Of course the moment I hit the ground, all my profound thoughts scattered. Just like that, my world screeched to a halt. My perspective, quite literally, changed.
It’s ironic, isn’t it. I march through life like I own it, but one floppy flipflop and everything shifts. One second walking, my head in the clouds; the next flat on my back. My fragility is stunning. I am so totally not invincible.
I sat up. My knee hurt. It burned with a ferociousness I had forgotten existed. How long had it been since I’d skinned my knee on concrete? Years, probably. Maybe decades, even. So this is why kids cry when they fall down, I thought. Maybe I’ll be a little more sympathetic next time.
I hobbled back into the house, checked my knee for blood (there was none—I’m a wimp), and settled back on the couch for some more writing. And at noon I went over to my parents’ house and ate lunch with the crew: scalloped potatoes with hot dogs and carrots, fresh applesauce, and tapioca with barely-thawed strawberries.
This same time, years previous: the wiggles, the greats, and Chinese apple and cabbage salad.
Scalloped potatoes, get in my belly.
I yanked my toe around tripping on my pj pant leg the other day. It hurt terribly and I can't believe I didn't break my toe. It turned black and blue, and the kids were so sweet about it. I felt bad that I probably tell them to shake off their injuries a little too flippantly…
I remember getting stung by a wasp (yellow jacket there?) on my elbow — a less fleshy place — and how long and bad it hurt a few years back. I was so grateful for the sting, because it really informed me of how much more empathetic I needed to be when my kids get stung.
This kind of fits. (Read to the end.) http://www.pyragraph.com/2013/04/why-i-cant-talk-to-anne-lamott/
Another well-written post, as usual. You really need to put together a book of essays or short stories. Or some such.
The serious side of your thoughts is that something can happen in the blink of an eye (or snag of a flip-flop) that truly does change a life forever. We've all known of freak accidents that make us think, "If only . . . " (Geesh, nothing like ending my comment on a down note. :o( )
I broke a nail last week while making coffee. It was horrible. I had no idea how much I used said nail until it was no longer there.
Yesterday morning I went for a quick walk and did precisely the same thing – my FitFlop slid to the side just a little and I went down like a poled ox.
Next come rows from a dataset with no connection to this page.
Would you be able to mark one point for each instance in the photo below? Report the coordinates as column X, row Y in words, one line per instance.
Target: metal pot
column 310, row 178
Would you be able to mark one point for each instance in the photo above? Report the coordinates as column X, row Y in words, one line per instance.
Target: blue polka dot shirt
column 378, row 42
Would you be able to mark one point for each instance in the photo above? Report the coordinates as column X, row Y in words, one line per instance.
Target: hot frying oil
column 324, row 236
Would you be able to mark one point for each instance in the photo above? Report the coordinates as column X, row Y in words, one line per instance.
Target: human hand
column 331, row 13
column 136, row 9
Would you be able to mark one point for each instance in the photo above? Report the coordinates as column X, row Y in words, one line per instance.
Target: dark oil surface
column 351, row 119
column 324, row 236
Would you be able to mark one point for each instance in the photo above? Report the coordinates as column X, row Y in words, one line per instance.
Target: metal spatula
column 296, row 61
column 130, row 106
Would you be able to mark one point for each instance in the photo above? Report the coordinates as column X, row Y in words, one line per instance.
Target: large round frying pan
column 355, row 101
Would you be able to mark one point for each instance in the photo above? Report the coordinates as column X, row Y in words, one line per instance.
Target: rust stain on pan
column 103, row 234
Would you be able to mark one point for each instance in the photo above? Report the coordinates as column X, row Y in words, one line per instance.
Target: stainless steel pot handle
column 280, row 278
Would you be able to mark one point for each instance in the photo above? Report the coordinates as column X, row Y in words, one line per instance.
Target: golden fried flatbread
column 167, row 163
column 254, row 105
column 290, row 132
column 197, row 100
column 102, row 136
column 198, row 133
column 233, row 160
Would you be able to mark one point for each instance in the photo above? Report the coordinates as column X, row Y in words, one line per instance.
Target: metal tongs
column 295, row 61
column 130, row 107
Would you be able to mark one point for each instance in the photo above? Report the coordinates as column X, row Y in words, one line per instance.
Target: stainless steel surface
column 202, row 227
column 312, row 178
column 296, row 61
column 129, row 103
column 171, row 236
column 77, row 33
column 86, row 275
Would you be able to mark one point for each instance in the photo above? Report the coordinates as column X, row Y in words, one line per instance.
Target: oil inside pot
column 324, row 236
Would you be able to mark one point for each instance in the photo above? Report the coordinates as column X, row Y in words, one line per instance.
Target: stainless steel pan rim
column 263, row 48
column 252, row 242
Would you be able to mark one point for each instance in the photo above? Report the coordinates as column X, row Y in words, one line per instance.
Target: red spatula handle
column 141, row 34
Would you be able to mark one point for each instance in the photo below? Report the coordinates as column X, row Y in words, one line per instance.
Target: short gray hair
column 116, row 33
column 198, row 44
Landed on my arm and my knee, which looks impressively abraded. Spent the rest of my walk trying to figure out what happened. And my knee ended up hurting A LOT from the scrape, which made me feel bad for my callousness toward my children's injuries, too. So, weird coincidence, right?
I, too, am shocked at how much housework I have to do myself when my children are not around.